People's Palace and Winter Gardens

When the People's Palace and Winter Garden opened in 1898 the surrounding area of Glasgow's old centre and East End was an unhealthy and extremely overcrowded place.

Glasgow Green was the only large area for recreation nearby. Lord Rosebery, speaking to a crowd of about 3,500 at the opening, declared it 'open to the people for ever and ever' and characterised it as 'a palace of pleasure and imagination.' The idea of creating a museum for the people of the east end went back as far as 1866, but it was only in 1889 that planning began in earnest. The city fathers were influenced by the success of the Kibble Palace which had been installed in the Botanic Gardens in 1873 providing a similar leisure space for the west end of the city. The City engineer, A. B. McDonald produced the Renaissance-influenced design in red sandstone and the spacious steel-framed winter garden and work started in 1894.

There were reading and recreation rooms on the ground floor, a museum on the first floor and an art gallery above it. This combination of  facilities was very much in tune with Victorian aspirations to provide working class people with opportunities for self improvement and decorous, sober leisure activity. The sculpted figures on the balustrade can be identified from the objects they hold as Shipbuilding, Mathematics and Science, Sculpture, Painting, Engineering and Textiles, while above them on the attic story, a seated figure of Progress flanked by Science and The Arts, sums up the scheme.
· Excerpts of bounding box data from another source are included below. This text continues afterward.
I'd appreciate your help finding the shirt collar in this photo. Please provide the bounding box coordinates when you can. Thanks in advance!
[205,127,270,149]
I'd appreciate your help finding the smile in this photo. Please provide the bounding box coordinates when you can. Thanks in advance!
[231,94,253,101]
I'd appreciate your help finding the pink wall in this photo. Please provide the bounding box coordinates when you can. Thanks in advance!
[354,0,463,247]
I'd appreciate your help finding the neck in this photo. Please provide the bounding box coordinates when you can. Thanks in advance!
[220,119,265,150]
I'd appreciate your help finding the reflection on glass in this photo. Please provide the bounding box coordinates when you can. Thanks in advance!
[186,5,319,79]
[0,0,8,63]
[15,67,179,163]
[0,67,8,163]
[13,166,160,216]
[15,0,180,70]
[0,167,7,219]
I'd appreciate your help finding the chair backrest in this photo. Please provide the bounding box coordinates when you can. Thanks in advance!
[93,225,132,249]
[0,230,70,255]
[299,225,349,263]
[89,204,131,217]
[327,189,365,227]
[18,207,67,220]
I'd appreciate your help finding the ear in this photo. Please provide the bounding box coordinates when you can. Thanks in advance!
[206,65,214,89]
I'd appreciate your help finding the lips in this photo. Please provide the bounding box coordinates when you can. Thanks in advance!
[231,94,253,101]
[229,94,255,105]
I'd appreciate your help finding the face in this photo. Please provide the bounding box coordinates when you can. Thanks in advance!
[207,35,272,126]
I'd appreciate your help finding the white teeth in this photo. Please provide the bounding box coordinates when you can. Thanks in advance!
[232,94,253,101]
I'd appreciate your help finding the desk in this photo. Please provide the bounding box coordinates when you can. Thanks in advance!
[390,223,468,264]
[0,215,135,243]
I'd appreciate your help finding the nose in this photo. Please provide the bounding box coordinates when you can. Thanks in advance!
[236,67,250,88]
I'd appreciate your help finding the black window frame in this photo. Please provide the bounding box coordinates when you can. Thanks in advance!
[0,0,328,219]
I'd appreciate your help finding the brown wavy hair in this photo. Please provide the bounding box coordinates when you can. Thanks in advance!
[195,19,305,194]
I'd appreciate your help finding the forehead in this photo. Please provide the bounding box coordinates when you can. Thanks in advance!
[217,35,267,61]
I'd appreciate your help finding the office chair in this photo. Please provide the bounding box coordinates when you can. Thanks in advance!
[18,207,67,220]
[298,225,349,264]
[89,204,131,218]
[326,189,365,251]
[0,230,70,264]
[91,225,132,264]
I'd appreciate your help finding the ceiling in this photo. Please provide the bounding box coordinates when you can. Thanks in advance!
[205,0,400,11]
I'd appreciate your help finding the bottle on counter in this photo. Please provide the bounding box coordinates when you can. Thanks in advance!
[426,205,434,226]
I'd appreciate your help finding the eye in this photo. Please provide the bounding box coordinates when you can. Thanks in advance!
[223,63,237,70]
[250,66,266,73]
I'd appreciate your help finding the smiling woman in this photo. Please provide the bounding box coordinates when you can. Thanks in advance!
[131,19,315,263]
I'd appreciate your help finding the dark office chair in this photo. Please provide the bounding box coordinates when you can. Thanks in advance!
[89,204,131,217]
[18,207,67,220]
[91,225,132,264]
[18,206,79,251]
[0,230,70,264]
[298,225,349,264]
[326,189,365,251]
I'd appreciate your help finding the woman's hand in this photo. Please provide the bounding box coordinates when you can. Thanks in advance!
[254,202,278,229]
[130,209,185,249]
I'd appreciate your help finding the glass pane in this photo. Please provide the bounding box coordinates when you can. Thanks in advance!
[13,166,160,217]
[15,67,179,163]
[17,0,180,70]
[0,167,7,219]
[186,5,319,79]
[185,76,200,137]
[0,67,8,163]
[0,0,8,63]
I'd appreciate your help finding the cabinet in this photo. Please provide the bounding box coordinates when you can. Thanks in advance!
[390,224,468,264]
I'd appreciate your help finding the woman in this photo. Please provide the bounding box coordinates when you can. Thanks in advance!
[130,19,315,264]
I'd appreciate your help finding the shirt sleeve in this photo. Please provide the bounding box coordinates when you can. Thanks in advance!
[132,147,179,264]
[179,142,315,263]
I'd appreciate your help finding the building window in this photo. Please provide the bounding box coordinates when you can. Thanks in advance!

The People's Palace is now a museum exploring aspects of the life of ordinary Glaswegians from the mid 18th century to the present day. Several displays relate to life around the Green, including steamies (communal wash houses), political banners and popular entertainment (rallies and demonstrations as well as Glasgow Fair traditionally took place on the Green) and crime and punishment (Justiciary Courthouse and executions).